"And you think I'll stay?" she cried.
"I think you will, for I shall not take you," he answered coolly. "Do you want the smallpox, silly child? Do you think your ladies will be as ready to hire you when you have lost your looks? Stay here, and in two hours I shall be back."
She cried that she would not stay; she would not stay! "I shall not!" she cried a third time. "Do you hear me? I shall go with you!"
"You will not!" Tom said. "And for a good reason, my girl. You heard that woman ask us whether we came from Beamond's, and you saw the way she looked at us. If it's known we've been there, there's not a house within ten miles will take us in, nor a coach will give us a lift. You have had one night out, you'll not bear another. Now, with me it is different."
"It is not," she cried. "I shall go."
"You will not," he said; and their eyes met. And presently hers dropped. "You will not," he repeated masterfully; "because I am the stronger, and I will tie you to a gate before you shall go. And you, little fool, will be thankful to me to-morrow. It's for your own good."
She gave way at that, crying feebly, for the night had shaken her. "Sit here in sight of the cottage," he continued, thrusting aside the brambles and making a place for her beside a tree, "and if you can sleep a little, so much the better. In two hours at the farthest I will be back."
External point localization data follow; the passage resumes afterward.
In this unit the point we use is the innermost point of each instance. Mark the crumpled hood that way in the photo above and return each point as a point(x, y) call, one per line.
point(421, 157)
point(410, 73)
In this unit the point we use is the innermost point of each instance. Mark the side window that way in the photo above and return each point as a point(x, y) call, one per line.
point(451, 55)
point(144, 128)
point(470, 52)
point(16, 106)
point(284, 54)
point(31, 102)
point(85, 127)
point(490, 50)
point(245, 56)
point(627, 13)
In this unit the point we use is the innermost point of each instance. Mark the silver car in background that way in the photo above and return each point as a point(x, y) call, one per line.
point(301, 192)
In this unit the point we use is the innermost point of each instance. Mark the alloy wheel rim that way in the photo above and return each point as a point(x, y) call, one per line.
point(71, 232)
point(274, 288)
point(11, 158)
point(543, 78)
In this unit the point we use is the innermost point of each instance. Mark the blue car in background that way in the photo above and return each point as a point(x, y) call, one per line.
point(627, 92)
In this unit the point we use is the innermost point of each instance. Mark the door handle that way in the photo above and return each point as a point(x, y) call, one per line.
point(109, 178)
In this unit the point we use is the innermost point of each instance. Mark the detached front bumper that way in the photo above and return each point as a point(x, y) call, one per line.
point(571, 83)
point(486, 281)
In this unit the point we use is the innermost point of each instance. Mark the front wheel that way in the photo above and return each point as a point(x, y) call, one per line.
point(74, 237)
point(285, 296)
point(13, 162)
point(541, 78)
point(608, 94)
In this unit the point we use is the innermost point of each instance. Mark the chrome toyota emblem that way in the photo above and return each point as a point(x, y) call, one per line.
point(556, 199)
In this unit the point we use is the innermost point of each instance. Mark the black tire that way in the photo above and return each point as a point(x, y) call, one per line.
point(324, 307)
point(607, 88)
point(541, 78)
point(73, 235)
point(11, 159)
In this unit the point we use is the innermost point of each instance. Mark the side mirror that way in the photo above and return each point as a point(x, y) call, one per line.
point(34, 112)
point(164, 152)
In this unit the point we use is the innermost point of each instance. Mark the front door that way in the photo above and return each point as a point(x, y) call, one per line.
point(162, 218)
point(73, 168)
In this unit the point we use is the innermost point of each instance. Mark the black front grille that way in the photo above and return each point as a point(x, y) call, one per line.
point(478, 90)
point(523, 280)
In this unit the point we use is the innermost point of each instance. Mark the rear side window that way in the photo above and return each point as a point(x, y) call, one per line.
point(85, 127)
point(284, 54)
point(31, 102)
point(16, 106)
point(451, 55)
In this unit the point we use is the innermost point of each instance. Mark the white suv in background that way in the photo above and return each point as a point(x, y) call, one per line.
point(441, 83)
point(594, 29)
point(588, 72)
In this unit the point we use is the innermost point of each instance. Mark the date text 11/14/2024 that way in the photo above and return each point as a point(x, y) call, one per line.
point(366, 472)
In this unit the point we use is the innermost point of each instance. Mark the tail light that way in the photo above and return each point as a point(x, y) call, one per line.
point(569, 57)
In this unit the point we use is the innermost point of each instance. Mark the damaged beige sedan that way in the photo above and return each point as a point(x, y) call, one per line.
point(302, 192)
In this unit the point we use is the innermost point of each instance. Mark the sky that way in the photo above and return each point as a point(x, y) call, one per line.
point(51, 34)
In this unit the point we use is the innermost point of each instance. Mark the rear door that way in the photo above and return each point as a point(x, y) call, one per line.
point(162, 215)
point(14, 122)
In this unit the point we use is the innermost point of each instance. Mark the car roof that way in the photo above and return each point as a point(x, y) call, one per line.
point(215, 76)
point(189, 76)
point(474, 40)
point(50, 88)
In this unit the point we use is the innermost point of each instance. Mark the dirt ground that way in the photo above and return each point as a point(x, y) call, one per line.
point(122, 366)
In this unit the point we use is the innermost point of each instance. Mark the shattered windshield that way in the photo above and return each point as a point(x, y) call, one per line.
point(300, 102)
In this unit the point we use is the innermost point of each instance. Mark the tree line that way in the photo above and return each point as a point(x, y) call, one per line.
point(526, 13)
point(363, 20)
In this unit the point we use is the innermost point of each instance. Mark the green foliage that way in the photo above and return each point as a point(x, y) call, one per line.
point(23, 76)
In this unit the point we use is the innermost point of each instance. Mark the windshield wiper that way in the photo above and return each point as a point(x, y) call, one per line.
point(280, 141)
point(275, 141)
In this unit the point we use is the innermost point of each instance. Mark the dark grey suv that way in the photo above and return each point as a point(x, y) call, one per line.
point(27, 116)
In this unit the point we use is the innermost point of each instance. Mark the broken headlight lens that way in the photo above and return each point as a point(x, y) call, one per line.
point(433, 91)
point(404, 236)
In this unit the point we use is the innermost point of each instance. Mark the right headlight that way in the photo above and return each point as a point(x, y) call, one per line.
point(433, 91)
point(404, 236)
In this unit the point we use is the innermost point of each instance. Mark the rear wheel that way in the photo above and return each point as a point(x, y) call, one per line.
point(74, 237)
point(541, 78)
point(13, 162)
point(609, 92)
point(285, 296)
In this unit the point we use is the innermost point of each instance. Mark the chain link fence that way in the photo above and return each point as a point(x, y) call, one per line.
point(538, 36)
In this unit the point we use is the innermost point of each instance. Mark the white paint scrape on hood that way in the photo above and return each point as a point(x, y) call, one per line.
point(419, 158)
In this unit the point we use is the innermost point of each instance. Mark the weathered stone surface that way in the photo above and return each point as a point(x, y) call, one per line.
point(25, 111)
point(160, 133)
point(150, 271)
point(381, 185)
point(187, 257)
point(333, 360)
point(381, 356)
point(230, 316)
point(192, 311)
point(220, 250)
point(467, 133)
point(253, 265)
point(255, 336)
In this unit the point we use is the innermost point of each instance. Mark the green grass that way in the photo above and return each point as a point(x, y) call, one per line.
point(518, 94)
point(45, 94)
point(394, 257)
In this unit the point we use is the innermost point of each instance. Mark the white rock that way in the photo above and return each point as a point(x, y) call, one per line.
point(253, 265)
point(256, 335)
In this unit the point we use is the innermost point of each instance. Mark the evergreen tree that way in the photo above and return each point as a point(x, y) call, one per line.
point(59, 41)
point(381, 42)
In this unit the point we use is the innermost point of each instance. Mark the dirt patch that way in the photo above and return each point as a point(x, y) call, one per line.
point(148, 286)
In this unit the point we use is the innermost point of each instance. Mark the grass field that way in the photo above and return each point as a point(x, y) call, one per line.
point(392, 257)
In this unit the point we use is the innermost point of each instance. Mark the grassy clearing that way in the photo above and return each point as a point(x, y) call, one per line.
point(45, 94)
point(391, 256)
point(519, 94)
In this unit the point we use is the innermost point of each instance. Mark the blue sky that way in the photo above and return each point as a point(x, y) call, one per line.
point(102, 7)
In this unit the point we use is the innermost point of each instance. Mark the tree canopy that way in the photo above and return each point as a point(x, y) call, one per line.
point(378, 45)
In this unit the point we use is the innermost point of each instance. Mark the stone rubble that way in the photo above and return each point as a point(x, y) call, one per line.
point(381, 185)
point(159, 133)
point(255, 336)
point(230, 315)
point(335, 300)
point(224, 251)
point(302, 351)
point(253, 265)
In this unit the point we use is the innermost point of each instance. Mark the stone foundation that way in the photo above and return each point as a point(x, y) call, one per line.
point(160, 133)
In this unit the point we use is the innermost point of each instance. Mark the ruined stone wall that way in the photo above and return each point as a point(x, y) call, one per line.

She obeyed, watched him go, and saw his figure grow smaller and smaller, until it vanished at a turn of the road. She watched the woman of the cottage pass in and out with pail and pattens, and by-and-by she had to parry her questions. She saw the sun climb higher and higher in the sky, and heard the hum of the bees grow loud and louder, and felt the heat of the day take hold; and yet he did not return. And while she watched for him most keenly, as she imagined, she fell asleep.
When she awoke he was standing over her, and his face told her all. She sprang up. "You've not found her!" she cried, clasping her hands, and holding them out to him.
"No," he said. "There's no one in the house. No one but the dead."